I. OKUMA
HAZIRLIK
1. Biyografik filmleri izlemeyi sever misiniz? Bu filmlerin izleyiciye katkısı ne olabilir?
Severim. Çünkü bana önemli insanları tanıma şansı verir. Mesela çok ünlü bir bilim adamını ya da edebiyatçıyı anlatan filmi izlediğim o zaman o kişi hakkında çok değerli bilgiler edinilebilir. Bize böyle imkanlar sunulmaktadır bu filmlerle
2. Sporcu, yazar, ressam, müzisyen, iş adamı, sosyal girişimci vb. kişilerden hangisinin ya da hangilerinin hayatını okumak hoşunuza gider? Neden?
Özellikle ünlü yazarların, iş adamlarının başarı hikayelerini okumak hoşuma gider. Çünkü bana ilham verirler. Onların hayat karşısındaki zorlukları yenerek başarı basamaklarını çıkmalarını okumak bana ilham verir.
1. METİN
BEDRİ RAHMİ EYUBOĞLU (1913-1975)
Türk, ressam ve şair. Geleneksel süsleme ve halk el sanatlarından seçtiği motifleri yapıtlarında başarılı bir bireşim içinde kullanmıştır.
Görele’de doğdu, 21 Eylül 1975’te İstanbul’da öldü. Ailesinin beş çocuğundan ikincisidir. Trabzon Lisesinde okurken 1927’de bu okula resim öğretmeni olarak atanan Zeki Kocamemi’nin öğrencisi oldu.
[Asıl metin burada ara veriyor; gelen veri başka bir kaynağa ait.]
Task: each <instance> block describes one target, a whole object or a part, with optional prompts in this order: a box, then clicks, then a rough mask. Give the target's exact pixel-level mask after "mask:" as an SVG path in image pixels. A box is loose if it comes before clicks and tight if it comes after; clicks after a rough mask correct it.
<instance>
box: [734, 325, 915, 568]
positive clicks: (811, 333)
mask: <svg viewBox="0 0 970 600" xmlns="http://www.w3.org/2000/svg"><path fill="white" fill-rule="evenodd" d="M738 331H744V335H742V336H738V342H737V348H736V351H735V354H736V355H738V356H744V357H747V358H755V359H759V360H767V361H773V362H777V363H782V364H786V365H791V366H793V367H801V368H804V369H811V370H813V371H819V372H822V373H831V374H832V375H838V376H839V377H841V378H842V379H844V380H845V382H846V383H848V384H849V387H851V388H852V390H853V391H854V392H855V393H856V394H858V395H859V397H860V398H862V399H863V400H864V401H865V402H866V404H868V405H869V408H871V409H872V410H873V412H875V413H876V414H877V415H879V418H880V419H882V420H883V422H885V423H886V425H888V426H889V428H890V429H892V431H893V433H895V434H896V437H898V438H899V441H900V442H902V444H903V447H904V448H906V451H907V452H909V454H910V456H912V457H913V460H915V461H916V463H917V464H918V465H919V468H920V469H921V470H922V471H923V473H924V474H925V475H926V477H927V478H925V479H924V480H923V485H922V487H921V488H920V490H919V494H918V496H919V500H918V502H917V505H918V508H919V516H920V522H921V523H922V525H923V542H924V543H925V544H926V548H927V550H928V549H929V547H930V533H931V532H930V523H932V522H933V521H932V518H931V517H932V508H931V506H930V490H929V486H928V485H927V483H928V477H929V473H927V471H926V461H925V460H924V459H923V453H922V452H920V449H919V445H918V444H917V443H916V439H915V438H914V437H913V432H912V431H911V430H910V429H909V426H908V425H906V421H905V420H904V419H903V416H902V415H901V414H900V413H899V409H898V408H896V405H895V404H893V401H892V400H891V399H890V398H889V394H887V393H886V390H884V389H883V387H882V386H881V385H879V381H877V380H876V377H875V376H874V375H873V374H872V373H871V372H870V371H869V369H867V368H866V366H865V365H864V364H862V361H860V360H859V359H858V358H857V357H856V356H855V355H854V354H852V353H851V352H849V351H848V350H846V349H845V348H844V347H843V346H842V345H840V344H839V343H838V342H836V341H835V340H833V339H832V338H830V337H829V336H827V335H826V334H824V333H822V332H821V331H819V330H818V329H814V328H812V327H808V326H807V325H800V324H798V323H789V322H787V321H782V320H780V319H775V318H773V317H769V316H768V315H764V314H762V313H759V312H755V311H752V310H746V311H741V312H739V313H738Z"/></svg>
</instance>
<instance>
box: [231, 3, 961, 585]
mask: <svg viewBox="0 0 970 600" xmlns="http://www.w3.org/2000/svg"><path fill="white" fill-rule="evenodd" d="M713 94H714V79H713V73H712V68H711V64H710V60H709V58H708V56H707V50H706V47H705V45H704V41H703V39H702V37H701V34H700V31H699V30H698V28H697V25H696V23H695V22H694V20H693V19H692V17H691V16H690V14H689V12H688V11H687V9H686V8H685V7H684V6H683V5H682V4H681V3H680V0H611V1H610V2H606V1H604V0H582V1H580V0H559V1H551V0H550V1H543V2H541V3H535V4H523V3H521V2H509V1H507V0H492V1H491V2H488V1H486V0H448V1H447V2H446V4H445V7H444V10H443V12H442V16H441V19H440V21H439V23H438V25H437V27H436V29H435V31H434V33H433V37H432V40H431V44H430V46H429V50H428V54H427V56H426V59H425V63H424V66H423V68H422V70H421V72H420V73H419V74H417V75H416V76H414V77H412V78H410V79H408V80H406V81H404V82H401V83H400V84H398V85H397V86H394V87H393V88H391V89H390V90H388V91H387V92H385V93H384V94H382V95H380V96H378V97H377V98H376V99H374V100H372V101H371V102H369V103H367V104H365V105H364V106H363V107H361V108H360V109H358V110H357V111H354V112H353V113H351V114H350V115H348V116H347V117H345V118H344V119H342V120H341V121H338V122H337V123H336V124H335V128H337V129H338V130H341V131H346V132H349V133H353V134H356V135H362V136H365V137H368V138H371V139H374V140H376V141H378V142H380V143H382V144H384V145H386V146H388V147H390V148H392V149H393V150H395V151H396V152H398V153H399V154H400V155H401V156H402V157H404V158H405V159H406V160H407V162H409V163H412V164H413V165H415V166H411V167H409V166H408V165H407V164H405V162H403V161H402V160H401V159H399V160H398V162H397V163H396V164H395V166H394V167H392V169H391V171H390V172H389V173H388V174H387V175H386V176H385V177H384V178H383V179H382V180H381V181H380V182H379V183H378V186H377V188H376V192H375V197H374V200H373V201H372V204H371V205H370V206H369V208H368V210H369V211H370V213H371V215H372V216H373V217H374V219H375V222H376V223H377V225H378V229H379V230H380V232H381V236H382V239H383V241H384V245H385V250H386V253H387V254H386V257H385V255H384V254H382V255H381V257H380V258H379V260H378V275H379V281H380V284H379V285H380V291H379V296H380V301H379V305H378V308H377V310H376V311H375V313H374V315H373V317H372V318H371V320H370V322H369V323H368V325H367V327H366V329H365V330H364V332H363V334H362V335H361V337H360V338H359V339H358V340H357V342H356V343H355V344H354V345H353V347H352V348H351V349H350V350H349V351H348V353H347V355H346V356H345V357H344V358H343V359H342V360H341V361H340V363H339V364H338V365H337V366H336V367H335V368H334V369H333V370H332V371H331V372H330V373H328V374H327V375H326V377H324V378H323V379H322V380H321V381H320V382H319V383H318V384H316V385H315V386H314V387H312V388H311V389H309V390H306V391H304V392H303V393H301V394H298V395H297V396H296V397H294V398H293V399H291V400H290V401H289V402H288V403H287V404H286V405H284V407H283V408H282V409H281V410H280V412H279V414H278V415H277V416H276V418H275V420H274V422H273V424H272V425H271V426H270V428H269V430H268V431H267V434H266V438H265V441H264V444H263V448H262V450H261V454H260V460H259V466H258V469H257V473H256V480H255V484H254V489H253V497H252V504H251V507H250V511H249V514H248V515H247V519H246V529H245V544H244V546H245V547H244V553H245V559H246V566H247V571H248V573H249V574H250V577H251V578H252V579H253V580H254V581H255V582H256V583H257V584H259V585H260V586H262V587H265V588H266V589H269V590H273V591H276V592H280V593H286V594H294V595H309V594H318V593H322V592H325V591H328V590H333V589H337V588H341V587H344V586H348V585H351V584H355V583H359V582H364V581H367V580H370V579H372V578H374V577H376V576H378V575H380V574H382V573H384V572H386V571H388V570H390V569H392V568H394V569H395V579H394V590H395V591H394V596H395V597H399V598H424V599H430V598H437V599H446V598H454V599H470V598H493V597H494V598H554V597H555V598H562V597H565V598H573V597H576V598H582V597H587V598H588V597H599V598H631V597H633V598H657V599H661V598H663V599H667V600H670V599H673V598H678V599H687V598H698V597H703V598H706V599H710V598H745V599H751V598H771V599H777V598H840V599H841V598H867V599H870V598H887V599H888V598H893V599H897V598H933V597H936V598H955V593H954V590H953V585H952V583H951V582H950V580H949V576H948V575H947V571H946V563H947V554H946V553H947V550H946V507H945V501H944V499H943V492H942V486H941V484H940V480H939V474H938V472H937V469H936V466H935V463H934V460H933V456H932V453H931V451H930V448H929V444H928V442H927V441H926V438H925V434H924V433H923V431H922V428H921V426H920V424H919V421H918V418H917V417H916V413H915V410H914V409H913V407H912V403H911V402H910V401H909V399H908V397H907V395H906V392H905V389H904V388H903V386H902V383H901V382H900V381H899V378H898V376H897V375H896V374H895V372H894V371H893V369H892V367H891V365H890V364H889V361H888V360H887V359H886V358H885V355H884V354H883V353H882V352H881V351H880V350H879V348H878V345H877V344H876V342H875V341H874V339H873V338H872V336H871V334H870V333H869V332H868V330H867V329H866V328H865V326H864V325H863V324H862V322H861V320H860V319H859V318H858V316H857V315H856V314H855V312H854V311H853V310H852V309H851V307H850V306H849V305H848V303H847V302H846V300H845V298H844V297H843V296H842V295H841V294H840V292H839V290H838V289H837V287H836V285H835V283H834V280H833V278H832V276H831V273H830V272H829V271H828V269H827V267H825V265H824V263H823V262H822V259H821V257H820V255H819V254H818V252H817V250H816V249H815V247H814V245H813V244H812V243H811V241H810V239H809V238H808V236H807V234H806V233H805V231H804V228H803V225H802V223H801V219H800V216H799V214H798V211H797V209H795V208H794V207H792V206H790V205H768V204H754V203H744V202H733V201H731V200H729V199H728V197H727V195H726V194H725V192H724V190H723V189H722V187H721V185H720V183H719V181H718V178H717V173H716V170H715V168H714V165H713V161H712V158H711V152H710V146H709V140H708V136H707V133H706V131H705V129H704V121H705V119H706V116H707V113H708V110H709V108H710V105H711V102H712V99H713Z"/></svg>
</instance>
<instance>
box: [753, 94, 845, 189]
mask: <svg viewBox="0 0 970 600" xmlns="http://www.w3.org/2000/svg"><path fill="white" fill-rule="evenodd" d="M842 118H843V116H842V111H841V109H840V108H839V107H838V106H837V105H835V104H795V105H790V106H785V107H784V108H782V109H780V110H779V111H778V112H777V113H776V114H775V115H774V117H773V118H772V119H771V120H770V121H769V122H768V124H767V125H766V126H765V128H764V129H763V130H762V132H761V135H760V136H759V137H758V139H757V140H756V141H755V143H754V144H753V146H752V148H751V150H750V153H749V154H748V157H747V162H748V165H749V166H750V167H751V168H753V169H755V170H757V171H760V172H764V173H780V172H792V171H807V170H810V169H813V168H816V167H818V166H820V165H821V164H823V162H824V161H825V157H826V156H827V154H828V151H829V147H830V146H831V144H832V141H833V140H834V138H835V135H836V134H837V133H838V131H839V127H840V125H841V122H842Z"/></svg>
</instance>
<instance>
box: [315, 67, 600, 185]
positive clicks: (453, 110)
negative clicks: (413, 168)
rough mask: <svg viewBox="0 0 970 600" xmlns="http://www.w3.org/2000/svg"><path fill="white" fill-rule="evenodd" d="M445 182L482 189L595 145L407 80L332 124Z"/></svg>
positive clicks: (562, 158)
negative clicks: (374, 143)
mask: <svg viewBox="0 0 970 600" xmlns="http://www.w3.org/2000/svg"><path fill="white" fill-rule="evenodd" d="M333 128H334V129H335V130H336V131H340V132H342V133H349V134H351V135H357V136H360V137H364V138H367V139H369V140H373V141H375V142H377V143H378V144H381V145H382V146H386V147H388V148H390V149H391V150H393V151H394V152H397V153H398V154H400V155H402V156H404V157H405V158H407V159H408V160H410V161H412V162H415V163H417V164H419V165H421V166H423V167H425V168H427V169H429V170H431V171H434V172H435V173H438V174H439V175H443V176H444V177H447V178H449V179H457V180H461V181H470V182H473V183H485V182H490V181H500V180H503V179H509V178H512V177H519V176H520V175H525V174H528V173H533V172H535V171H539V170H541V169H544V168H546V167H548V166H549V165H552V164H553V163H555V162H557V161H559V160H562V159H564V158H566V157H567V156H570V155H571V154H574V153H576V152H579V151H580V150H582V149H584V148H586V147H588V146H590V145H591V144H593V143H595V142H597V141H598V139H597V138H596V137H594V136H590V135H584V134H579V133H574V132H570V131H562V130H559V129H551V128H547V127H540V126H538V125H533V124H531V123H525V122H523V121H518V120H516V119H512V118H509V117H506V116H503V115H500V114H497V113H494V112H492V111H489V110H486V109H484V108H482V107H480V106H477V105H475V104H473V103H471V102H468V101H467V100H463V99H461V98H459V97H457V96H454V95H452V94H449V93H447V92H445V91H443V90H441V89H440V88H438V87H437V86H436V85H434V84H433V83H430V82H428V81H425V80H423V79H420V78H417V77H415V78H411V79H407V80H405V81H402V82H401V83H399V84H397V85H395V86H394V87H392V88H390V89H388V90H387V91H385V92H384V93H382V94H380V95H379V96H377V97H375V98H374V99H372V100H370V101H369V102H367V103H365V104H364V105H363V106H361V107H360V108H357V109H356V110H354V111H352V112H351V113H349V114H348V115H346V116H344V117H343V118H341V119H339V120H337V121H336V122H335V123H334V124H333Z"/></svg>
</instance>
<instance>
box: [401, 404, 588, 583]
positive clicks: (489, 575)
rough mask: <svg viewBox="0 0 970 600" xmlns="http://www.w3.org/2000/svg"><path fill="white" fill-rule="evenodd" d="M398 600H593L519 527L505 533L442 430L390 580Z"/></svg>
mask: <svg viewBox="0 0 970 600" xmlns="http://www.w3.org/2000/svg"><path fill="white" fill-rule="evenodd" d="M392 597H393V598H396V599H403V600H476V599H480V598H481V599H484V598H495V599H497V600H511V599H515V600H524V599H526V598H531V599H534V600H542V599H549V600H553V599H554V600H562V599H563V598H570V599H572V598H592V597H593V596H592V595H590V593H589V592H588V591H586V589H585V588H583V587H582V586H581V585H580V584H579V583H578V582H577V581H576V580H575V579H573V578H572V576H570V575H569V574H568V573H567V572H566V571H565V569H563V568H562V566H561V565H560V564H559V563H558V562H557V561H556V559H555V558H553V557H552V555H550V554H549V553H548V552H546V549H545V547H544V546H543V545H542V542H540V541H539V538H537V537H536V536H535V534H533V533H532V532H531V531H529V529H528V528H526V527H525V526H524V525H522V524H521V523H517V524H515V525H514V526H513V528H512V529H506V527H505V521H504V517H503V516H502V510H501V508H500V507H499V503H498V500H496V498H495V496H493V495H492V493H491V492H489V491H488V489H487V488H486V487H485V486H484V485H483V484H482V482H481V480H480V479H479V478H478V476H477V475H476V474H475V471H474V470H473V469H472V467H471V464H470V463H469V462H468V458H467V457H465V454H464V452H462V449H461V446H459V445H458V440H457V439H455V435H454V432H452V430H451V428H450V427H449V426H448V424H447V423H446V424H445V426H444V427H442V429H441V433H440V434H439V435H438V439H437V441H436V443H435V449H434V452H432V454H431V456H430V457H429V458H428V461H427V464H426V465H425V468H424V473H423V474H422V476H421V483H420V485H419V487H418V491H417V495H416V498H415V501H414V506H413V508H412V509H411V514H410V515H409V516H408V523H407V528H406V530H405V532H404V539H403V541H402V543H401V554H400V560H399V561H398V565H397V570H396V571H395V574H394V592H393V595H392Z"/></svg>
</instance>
Onun derslerinin etkisi ve okul müdürünün özendirmesiyle 1929’da İstanbul Güzel Sanatlar Akademisine (Şimdi, Mimar Sinan Üniversitesi) girdi. Burada Nazmi Ziya ve İbrahim Çallı’nın öğrencisi oldu. 1930’da eğitimini bitirmeden, ağabey Sabahattin Eyuboğlu’nun yanına Paris’e gitti. Orada Andre Lhote’un yanında resim çalıştı. Daha sonra evleneceği Rumen asıllı eşi Eren Eyuboğlu ile de burada tanıştı.
Yurda döndükten sonra 1934’te D Grubu’nun dördüncü sergisine otuz resmiyle katıldı. İlk kişisel sergisini de aynı yıl Bükreş’te açtı. 1934’te katıldığı Akademi’nin diploma yarışmasında üçüncü oldu. Bu derece ile mezun olmak istemediği için bir yandan diploma yarışmasına yeniden hazırlanırken bir yandan da bir süre Çerkeş demiryolu yapımında çevirmenlik yaptı, Tekel Genel Müdürlüğünde çalıştı. 1936’daki diploma yarışmasında Hamam adlı kompozisyonuyla birinci oldu. Aynı yıl Moskova’da düzenlenen Çağdaş Türk Sanatı Sergisi’ne katıldı. 1937’de Cemal Tollu’yla birlikte Akademi’nin Resim Bölümü Şefi Leopold Levy’nin asistanı oldu. Bedri Rahmi, birçok ressamın katıldığı (…) kültür programı çerçevesinde resim yapmak için 1938’de Edirne’ye, 1941’de de Çorum’a gitti. Bu dönem resimlerinde köy manzaraları, köy kahveleri, faytonlu yollar, iğde dalı takmış gelinler gibi Anadolu’ya özgü görünümler egemendir.
1940’lardan sonra duvar resimlerine yöneldi. İlk duvar resmini 1943’te İstanbul’da, Ortaköy’deki (…) Yüzme Havuzu için yaptı. 1947’de İstanbul’da özel bir atölye ve galeri açtı. 1950’de Ankara’da sanatının o güne kadarki bütün dönemlerini kapsayan bir sergisi düzenlendi. Bedri Rahmi, aynı yıl bir kez daha Paris’e gitti ve İnsan Müzesinde (Musee de l’homme) ilkel kavimlerin sanatını inceledi. Bu İncelemeleri “güzel”in aynı zamanda “yararlı” da olabileceği, “yararlı” olmanın “güzel”in gücünü eksiltmeyeceği düşüncesine ulaşmasına yol açtı. Bu düşünce ise onun bundan sonraki sanat görüşünü tümüyle etkiledi, yönlendirdi.